An interim analysis of a trial of the oncolytic herpes virus G47∆ has shown a 1-year survival rate of 92.3% in 13 patients. This was significantly higher than 15%, the preset control value based on meta-analysis of historical data.
This outcome of the phase II trial was reported at the 24th the Society for Neuro-Oncology, #SNO2019, from November 22 – 24, 2019. The study of G47∆ was performed at the University of Tokyo, Japan.
How was the treatment given?
The researchers administered of G47∆ into the tumors of patients with recurrent or residual glioblastoma, every 4 weeks, for the maximum six times.
In most patients, G47∆ was given in addition to maintenance chemotherapy using Temozolomide, Temodar.
The primary endpoint of the study was the rate of 1-year survival and it was achieved big time!
The injections were well tolerated.
Why was the study stopped?
Statistical significance was above the criteria of early termination, so the trial was terminated early and considered the pivotal study for the new drug application.
G47∆ has proven safe even when injected repeatedly, six times into the brain. Two patients experienced severe fever related to G47∆.
About Glioblastoma
Glioblastoma Multiforme, or GBM, is a type of cancer which originates in the brain and made of brain cells known as “gliomas.”
Gliomas are neuron supporting cells, constituting a part of the nervous system.

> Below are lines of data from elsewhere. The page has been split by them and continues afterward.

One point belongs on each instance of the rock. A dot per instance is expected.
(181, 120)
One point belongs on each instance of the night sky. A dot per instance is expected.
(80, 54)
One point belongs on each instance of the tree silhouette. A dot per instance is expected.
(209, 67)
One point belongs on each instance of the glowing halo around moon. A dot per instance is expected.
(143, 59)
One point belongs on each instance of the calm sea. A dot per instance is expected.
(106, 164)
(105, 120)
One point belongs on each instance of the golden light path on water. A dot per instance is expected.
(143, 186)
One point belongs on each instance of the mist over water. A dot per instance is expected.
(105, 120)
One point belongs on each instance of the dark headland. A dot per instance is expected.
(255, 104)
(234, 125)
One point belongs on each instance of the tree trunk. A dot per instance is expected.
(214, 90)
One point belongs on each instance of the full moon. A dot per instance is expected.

Glioblastoma tends to develop into a star shaped formation. They are particularly aggressive tumors with the potential to grow fast and spread to other parts of the brain relatively quickly.
Glioblastoma creates its own independent blood supply which feeds it, promoting its growth and even enabling it to invade additional areas of the brain and establish more foci, hence the name “multiforme.”

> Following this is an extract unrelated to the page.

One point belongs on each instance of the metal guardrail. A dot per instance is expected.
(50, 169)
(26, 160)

GBM is a stage 4 cancer and constitutes about 50% of all brain tumors among patients aged 18 and older. Glioblastoma does not metastasize outside the brain.

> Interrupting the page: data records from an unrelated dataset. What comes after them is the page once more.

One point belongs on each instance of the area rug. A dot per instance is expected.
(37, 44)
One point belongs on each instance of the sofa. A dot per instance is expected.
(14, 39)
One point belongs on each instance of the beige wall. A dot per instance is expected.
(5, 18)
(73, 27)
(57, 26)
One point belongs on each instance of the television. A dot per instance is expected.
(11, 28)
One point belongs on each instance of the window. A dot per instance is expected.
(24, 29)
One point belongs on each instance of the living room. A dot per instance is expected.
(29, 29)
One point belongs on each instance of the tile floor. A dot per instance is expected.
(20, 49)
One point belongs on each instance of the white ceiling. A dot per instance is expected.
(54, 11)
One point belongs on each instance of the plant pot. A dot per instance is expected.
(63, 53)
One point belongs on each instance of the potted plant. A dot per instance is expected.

The existing standard therapies used for glioblastoma are not curative, and this is a source of the need for innovative and effective treatment strategies in order to fight the disease.
The National Cancer Institute, NCI, highlights the fact that for a certain group of glioblastoma patients, the best treatment option is to join one of the many clinical trials existing worldwide aiming to increase their chances of therapeutic success.